Unger also gives Monroe credit for the economic benefits associated with the Erie Canal, a project that involved neither Monroe nor the federal government. The Erie Canal was the pet project of New York Gov. De Witt Clinton, who relied exclusively on state, local and private money to construct it. Many in Congress at the time believed the canal was of only local significance and therefore undeserving of federal funds. Many also questioned the viability of such a canal, initially dismissing it as "Clinton's ditch."
Unger implies that Monroe broke a congressional deadlock over an economic recovery package by declaring, "Discord does not belong to our system." This statement comes from Monroe's first inaugural address, delivered March 4, 1817, well before the economic panic of 1819. Monroe said this to promote a partisanship-free government during his presidency, not to cajole Congress to pass economic legislation.
Unger writes that Monroe's unchallenged reelection in 1820 testifies to the president's success in uniting and modernizing the nation. Aside from the problems of speaking of "modernizing" before many technological advancements had occurred, Monroe owed his unopposed reelection to several factors largely beyond his control. The collapse of the Federalist Party (the party of Alexander Hamilton and John Adams) at the national level and Monroe's failed nonpartisan efforts to offer it a political lifeline meant that no opposition party existed to nominate a rival candidate. Although Congress and Monroe's Cabinet consisted of ambitious men from his own Democratic-Republican Party, such as William H. Crawford, John C. Calhoun and Henry Clay, these younger politicians wisely waited their turns and chose not to challenge a sitting, founding-era president from their own party.
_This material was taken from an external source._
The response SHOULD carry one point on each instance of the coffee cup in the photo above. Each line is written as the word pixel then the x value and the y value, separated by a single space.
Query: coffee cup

Unger concludes his article by writing that Monroe's two terms had resulted in an "Era of Good Feelings." Unger does not explore the origins of this phrase, leaving the impression that it has to do with economic prosperity when actually it reflected the partisan aspirations of the New England Federalists. Benjamin Russell, editor of the Boston-based Columbian Centinel, coined this statement in the hope that Monroe might appoint his region's Federalists to Cabinet positions, a move that would have reinvigorated the ailing party. Monroe's nonpartisan vision was never realized, nor were the "good feelings" this phrase promised -- economic, partisan or otherwise.
None of this is to say the Monroe administration lacked notable achievements. During the Monroe's two terms in office, the president embarked on two tours intended to unite the nation, the U.S. acquired Florida from Spain, the Missouri Compromise over slavery's expansion westward was signed, and the stage was set for a smooth political transition from a governance by the Revolutionary War generation to a younger one. The fifth president deserves credit for what he did accomplish. But Monroe, ever the pragmatist, would be wary of the fulsome and undeserved praise Unger offers, and so should we.
Sandra Moats, an assistant professor of history at the University of Wisconsin-Parkside, is the author of the forthcoming book, "Celebrating the Republic: Presidential Ceremony and Popular Sovereignty from Washington to Monroe" (Northern Illinois University Press).